BEIJING, March 7 (Reuters) - China’s decision to allow more independent oil refiners to import crude oil will help to improve fuel quality and lower domestic fuel prices, the governor of Shandong province, the country’s hub of small refineries, said.
China, the world’s second biggest crude importer after the United States, has had strict controls on oil imports to ensure stable domestic supplies. State-controlled companies Sinopec and PetroChina account for nearly 90 percent of the country’s inbound crude shipments.
But last month, Beijing took advantage of a global oil price collapse to loosen the tightly state-control sector, which will allow smaller refiners to apply for crude oil import quotas.
“This new policy breaks the previous situation that only three to four big companies are allowed to import crude oil,” Guo Shuqing, governor of the eastern province told reporters on Saturday during an annual parliament meeting.
Shandong is home to most of China’s so-called swing refining capacity, estimated by industry experts at roughly 20 percent of the country’s total.
These small plants, often backed by local governments or privately owned, have for years been excluded from direct access to crude oil, let alone foreign supplies. Instead, they have been processing fuel oil, a heavy refined fuel that is normally dirtier than crude oil.
“It (the policy) may help improve fuel quality, clean up the air and also lower the fuel prices consumers pay,” Guo said.
Shandong has about 100 million tonnes of oil refining capacity (roughly 2 million barrels per day), but throughput last year was only about 50 million tonnes, Guo said.

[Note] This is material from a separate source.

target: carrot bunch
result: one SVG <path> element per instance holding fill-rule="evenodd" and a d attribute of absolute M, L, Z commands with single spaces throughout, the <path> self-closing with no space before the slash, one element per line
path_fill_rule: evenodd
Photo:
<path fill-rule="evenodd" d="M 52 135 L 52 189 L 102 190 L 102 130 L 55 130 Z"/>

That would be equivalent to about a 50 percent utilisation ratio, significantly below the big state refiners’ average operation of 80 percent or above.
Under the new rule, refiners with a minimum annual crude refining capacity of 40,000-bpd would need to demolish outdated refining facilities in exchange for being able to apply for crude oil imports.
Guo said he considered it was achievable for Shandong plants to remove up to 20 million tonnes annual capacity, or 400,000 bpd.
He also said local authorities would be ruthless in closing down petrol stations that sell sub-quality fuels. Last year, in the city of Heze alone, more than 200 gas kiosks were forced to shut for that reason.
Guo, formerly a state bank executive and head of the country’s securities watchdog, has been seen by the oil industry as a strong backer for Beijing’s plan to launch Shanghai crude oil futures.
Oil traders have said that a loosening of the oil import rules could provide the liquidity needed to ensure the success of an oil futures contract.
Guo also said Shandong would slow down the process of adding new coal-fired power plants in the province and use more clean coal. Coal fuels some 80 percent of Shandong’s power generation.